This week’s readings deliberately blurred the line between “public” and “popular” history by considering the medium of historical films. Glassberg’s study of public reactions to Ken Burns’ The Civil War was extremely interesting, and went to further illustrate his main contention that history serves the American public in ways that academic historians often fail to recognize. Like the rest of Sense of History, this chapter left me feeling conflicted about the desirability of what Glassberg describes. Does it matter that The Civil War does not address the thorny racial issues of the antebellum and reconstruction eras as well as it could? I would like to hear Glassberg debate James and Lois Horton on this point. That said, I think it is a little ridiculous to compare The Civil War with Birth of a Nation as some academic critics did.
I also had mixed feelings regarding Michael Frisch’s article, although for different reasons.
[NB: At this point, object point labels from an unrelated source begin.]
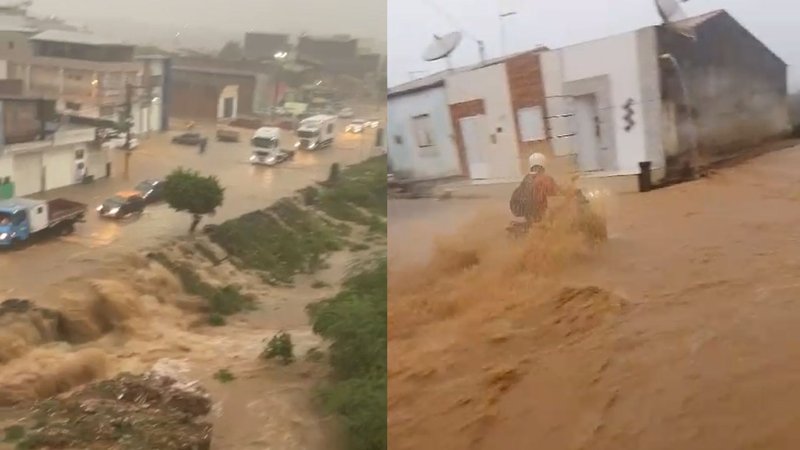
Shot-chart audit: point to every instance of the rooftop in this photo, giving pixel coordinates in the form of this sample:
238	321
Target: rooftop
16	23
438	78
75	37
693	22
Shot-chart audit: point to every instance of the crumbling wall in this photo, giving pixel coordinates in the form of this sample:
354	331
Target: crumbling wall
729	91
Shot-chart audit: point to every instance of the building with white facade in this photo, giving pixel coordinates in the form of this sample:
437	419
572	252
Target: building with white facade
420	137
38	154
669	99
Unlike The Civil War I have never seen Vietnam: A Television History, so I had no frame of reference for evaluating Frisch’s commentary. Nevertheless, I felt that some of Frisch’s basic criticism of the public use of oral history was troubling. Why does Frisch claim that there is not much “critical self-consciousness of what oral history is?” This is manifestly not the case, even in 1990. As far as I could see, all of the issues which Frisch raises about oral history have been dealt with even in the literature on oral history we have read as part of this class. I suspect that Frisch’s real discomfort comes not from the utilization of oral history, but from the fact that Vietnam does not employ a blatant interpretative narrative, giving the audience the opportunity to apply their own meanings to the events under discussion. Again, I think an academic debate between Glassberg and Frisch would be interesting.
I wonder when Frisch wrote his article, but I think Frisch is mainly concerned with using oral histories to present multiple perspectives. I think currently scholars see the value of oral histories as a way of presenting multiple perspectives about an event. I think Frisch sees that people's oral histories are powerful because they tell a certain perspective over an event, such as Vietnam, and give a personal experience.
ReplyDeleteI like how you mentioned that historical cinema does what academic historians fail to do, which seems to be about bcoming popular enough to intrigue the masses. The good old private versus public history story. Your post is intriguing and I would like to see that discussion, too.